Rewind 5 years. I am on my own in a hotel room, still jet lagged from a long flight. My body clock is all over the place. Wide awake at 3am. Feeling horny, with a sexual longing from the lower part of my body that promises something deeper. As I lay there, I can induce gentle waves of pleasure in my pelvic area. They are beautiful but frustratingly faint. It reminded me of the mysterious sexual feelings I had when I was a young boy laying in bed naked without a care in the world. Then, as now, there was a transcendental element to it. The longing increases and intuitively, I know that a traditional release is not the answer, but I don’t know what is or how to achieve it.
Fast forward 3 years. My situation has changed. I still travel on business but have more time at home. I use it to try and fully understand what my longings were and see if there was anything I could do to satisfy them. Have been married a long time and sex with my wife is frequent and pleasurable, but I knew there was more. Then I found the Aneros. It took some getting used to but following the advice and instructions to relax as best I could, new and wonderful sensations developed and I knew I was on the right track.
Nearly a year ago, I stopped using the Aneros. I must have a particularly sensitive prostate because I had developed the ability to have amazing sensations on demand without the Aneros in. This is known as A-less and it helped me address a longing I had been made aware of all those years earlier. It raised some questions too. For example, the A-less sessions often include intense anal orgasms and sensations I had not experienced before. It made me question my sexuality. Several people on the forum have experienced similar feelings and conflicts and it has been good to share thoughts with them.

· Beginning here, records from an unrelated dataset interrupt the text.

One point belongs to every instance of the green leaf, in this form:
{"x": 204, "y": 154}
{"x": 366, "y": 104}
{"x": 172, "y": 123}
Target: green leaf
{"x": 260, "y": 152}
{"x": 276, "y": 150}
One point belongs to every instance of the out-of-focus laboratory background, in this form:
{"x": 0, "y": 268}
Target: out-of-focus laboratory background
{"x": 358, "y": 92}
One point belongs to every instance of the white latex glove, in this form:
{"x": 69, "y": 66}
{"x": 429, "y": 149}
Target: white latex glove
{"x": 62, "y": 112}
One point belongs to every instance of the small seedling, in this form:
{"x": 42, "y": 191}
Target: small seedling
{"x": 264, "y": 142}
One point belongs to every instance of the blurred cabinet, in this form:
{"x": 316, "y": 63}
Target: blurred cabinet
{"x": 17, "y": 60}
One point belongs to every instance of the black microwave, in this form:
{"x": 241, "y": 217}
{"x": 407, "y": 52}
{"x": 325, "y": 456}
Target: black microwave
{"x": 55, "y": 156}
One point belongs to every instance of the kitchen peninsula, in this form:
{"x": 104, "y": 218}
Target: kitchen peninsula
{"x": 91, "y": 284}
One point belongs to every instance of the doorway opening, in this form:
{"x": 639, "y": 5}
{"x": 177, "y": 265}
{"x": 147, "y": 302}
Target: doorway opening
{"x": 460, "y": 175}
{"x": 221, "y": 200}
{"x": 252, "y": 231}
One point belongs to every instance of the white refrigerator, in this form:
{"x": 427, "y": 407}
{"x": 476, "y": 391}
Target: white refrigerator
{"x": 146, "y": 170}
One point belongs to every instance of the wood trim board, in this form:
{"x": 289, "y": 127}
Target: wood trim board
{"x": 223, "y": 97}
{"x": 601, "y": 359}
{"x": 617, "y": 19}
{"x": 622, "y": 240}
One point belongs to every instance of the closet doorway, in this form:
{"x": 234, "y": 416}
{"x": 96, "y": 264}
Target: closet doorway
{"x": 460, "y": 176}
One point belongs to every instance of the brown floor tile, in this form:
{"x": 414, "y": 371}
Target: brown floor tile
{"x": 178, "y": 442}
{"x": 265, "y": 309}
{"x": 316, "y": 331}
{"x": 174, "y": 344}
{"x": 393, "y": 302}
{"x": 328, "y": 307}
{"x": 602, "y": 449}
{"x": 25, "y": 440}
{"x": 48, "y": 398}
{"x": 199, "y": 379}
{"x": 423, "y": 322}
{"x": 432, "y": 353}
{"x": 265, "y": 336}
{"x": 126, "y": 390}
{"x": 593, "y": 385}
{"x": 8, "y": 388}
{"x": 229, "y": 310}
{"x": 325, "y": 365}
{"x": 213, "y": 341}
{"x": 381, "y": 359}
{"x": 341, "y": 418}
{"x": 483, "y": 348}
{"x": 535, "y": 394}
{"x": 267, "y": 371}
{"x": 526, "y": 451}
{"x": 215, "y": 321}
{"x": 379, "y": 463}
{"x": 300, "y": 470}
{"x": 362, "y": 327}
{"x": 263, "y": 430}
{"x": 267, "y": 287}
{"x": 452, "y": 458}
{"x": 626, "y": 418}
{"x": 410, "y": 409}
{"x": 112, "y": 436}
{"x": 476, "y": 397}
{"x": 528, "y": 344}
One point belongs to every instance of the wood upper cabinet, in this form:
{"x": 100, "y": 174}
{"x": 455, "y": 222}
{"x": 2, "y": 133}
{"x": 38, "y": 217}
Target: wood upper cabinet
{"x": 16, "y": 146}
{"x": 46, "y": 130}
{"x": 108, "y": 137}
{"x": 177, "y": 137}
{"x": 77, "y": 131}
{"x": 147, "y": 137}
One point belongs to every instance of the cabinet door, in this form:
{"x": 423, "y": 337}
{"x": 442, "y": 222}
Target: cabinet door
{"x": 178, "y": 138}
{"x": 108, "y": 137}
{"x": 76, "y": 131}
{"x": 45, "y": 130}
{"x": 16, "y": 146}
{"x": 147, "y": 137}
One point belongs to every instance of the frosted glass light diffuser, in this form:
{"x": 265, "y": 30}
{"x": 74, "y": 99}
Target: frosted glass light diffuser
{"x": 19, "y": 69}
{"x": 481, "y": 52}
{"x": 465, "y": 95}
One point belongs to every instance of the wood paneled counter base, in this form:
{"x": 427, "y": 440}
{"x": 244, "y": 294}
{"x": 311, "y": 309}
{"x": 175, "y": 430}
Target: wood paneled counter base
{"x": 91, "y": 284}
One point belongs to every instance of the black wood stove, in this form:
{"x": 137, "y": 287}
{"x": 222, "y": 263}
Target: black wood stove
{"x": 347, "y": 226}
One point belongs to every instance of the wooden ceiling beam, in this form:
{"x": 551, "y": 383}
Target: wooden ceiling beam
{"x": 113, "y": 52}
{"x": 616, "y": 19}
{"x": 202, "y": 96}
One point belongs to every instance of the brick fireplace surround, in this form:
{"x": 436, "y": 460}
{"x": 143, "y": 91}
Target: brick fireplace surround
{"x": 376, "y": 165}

My lovely wife does not know about the Aneros but I have told her about my prostate re-wiring and the amazing effect it has had on me. Lovemaking is different now. I feel that I understand her better and spend more time touching her using tantric techniques, which she loves. Sex is deeply satisfying and my A-less orgasms seem to get better and better as each day passes. After each session, I say to myself that they cannot get any better, but they do. A-less orgasms have become more and more intense, with a definite build up and release. There is a distinct feeling of ejaculation which seems to last for ages, then a short period and it starts all over again. The only limiting factor is the time I have to enjoy it. I can trigger an immediate Super O and/or anal orgasms just by thinking a particular fantasy and have delicious chairgasms throughout the day. Just wonderful!
There is no doubt there is much more. My A-less journey continues to take me along paths that delight and surprise, with my sexy and gorgeous wife alongside me.